3. - Les trois
principes de l'excitation
Nous avons étudié précédemment la dépense amenée par
une action, il nous faut comprendre maintenant le bénéfice qu'elle peut
rapporter. Dans l'étude plus complète que j'ai faite sur ce sujet j'ai
montré que certains actes sont utiles par la liquidation et la décharge qu'ils
déterminent, que d'autres permettent l'organisation de tendances avantageuses
et économiques dans l'avenir. Mais le bénéfice immédiat qui apparaît dans
l'excitation dépend d'un autre mécanisme.
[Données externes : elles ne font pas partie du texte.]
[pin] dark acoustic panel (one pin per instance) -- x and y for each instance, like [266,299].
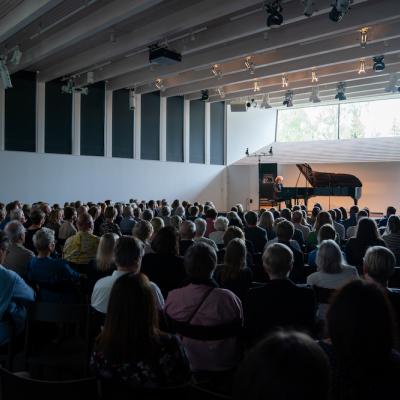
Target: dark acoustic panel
[123,125]
[150,126]
[175,128]
[58,119]
[92,121]
[197,132]
[217,133]
[20,113]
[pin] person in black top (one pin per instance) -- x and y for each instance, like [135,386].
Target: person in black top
[278,303]
[256,235]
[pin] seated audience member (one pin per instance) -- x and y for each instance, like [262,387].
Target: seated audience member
[362,338]
[202,303]
[164,267]
[297,218]
[367,236]
[82,247]
[67,228]
[234,274]
[331,273]
[137,354]
[187,233]
[282,367]
[37,218]
[384,221]
[211,215]
[220,226]
[54,221]
[157,223]
[234,219]
[352,230]
[56,279]
[128,222]
[256,235]
[143,230]
[267,222]
[379,264]
[17,256]
[326,232]
[201,226]
[109,226]
[322,218]
[339,228]
[15,295]
[128,255]
[278,303]
[392,236]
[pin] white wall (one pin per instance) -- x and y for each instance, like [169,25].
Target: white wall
[31,177]
[252,129]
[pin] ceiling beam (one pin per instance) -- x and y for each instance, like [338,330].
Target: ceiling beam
[171,23]
[23,15]
[318,27]
[102,19]
[332,58]
[212,36]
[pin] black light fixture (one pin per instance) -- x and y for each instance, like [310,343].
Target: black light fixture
[379,65]
[274,10]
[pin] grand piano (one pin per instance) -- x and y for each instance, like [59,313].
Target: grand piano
[321,184]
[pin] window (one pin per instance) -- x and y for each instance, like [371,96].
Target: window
[368,119]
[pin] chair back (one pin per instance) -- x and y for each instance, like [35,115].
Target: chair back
[18,387]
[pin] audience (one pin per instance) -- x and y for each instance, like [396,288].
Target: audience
[132,353]
[278,303]
[284,366]
[15,295]
[128,255]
Nous pourrions désigner le premier principe de
l'excitation sous le nom de principe de
la mobilisation des forces [25]et placer cette conception sous le patronage de William James parce
qu'elle est inspirée par son livre plein d'aperçus intéressants. « The
energies of man ». Non seulement l'homme normal, mais même le malade
le plus déprimé est capable de déployer sous la pression d'événements graves
une activité tout à fait inattendue et très disproportionnée avec
la minime quantité de forces dont il paraissait disposer l'instant précédent.
Cela montre que l'homme n'a pas constamment à sa disposition toutes les
forces qu'il possède et qu'il garde en réserve quelque part une grande
quantité de forces. La grandeur de ces réserves doit être variable :
il est probable que certains ne gardent pas assez de forces en réserve et que
d'autres en gardent trop ; mais tous en conservent une quantité beaucoup
plus grande qu'on ne le croirait d'après leur conduite ordinaire.
Où sont placées ces réserves ? On ne peut répondre au point de vue
anatomique, car on sait fort peu de chose sur l'origine des forces dépensées
dans l'action. Au point de vue psychologique on peut dire que les réserves sont
placées dans les tendances latentes, qui sont prêtes à fonctionner
avec une force déterminée au moment de la stimulation.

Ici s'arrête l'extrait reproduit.